Tempat perlindungan 1 terletak di dataran datar pegunungan. Sebuah sungai mengalir melalui dataran ini. Jadi, ada jauh lebih banyak pasukan dan warga sipil yang ditempatkan di tempat perlindungan ini. Pada dasarnya, semua warga sipil yang selamat di kota-kota sekitarnya telah berkumpul di sini. Populasinya diperkirakan mencapai dua juta jiwa, memadati dataran luas ini.
Amerika Serikat adalah salah satu negara terkemuka sebelum bencana Transformers. Meskipun 99% kotanya hancur, cadangan yang ditimbun oleh pemerintah federal dan yang tersisa di kota-kota kecil dapat memberi makan beberapa juta orang untuk jangka waktu tertentu.

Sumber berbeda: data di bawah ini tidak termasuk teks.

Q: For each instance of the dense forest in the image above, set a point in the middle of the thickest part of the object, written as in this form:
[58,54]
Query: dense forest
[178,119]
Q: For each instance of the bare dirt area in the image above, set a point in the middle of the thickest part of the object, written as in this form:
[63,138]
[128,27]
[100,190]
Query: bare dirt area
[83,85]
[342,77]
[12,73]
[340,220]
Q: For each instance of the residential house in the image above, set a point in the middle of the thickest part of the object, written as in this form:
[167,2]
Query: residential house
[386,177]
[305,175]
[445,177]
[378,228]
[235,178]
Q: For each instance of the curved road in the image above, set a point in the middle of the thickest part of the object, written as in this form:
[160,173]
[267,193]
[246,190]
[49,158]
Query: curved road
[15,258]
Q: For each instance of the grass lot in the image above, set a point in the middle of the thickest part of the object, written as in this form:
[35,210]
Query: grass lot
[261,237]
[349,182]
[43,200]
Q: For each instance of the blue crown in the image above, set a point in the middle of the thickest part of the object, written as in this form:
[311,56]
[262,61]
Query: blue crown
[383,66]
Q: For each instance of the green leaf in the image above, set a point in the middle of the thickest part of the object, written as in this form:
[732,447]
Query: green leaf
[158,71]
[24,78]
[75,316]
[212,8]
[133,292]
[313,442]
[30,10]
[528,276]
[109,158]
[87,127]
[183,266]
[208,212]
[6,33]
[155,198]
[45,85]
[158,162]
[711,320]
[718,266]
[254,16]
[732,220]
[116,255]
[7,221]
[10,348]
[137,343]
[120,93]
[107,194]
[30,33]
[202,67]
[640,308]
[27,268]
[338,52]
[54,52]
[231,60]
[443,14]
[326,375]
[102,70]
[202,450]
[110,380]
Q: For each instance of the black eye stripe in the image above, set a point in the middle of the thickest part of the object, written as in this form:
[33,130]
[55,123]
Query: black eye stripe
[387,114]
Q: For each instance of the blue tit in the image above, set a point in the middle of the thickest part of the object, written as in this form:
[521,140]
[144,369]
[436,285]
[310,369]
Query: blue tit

Namun, kekhawatiran tetap melanda para pejabat pemerintah. Namun, hal itu tidak hanya terbatas pada AS saja. AS menderita kerusakan terberat, hampir musnah. Robot-robot baru diciptakan di negara-negara lain, membuat semua senjata berteknologi tinggi menjadi tidak berguna. Sementara jumlah robot meningkat, manusia terus berjatuhan tanpa adanya peningkatan yang sama. Perhitungan komputer memperkirakan waktu sebelum kepunahan manusia sekitar satu tahun.
“Akhir sudah dekat bagi spesies manusia…” hanyalah ramalan palsu di waktu lain. Itu hanya akan muncul dalam fiksi, film, atau permainan. Kekhawatiran kita tentang kepunahan hanya berkaitan dengan lingkungan, alam, dan senjata nuklir. Bahkan orang yang paling pesimis pun tidak akan percaya bahwa tanggal itu akan tiba dalam setahun. Namun, hitungan mundur telah dimulai dalam kenyataan.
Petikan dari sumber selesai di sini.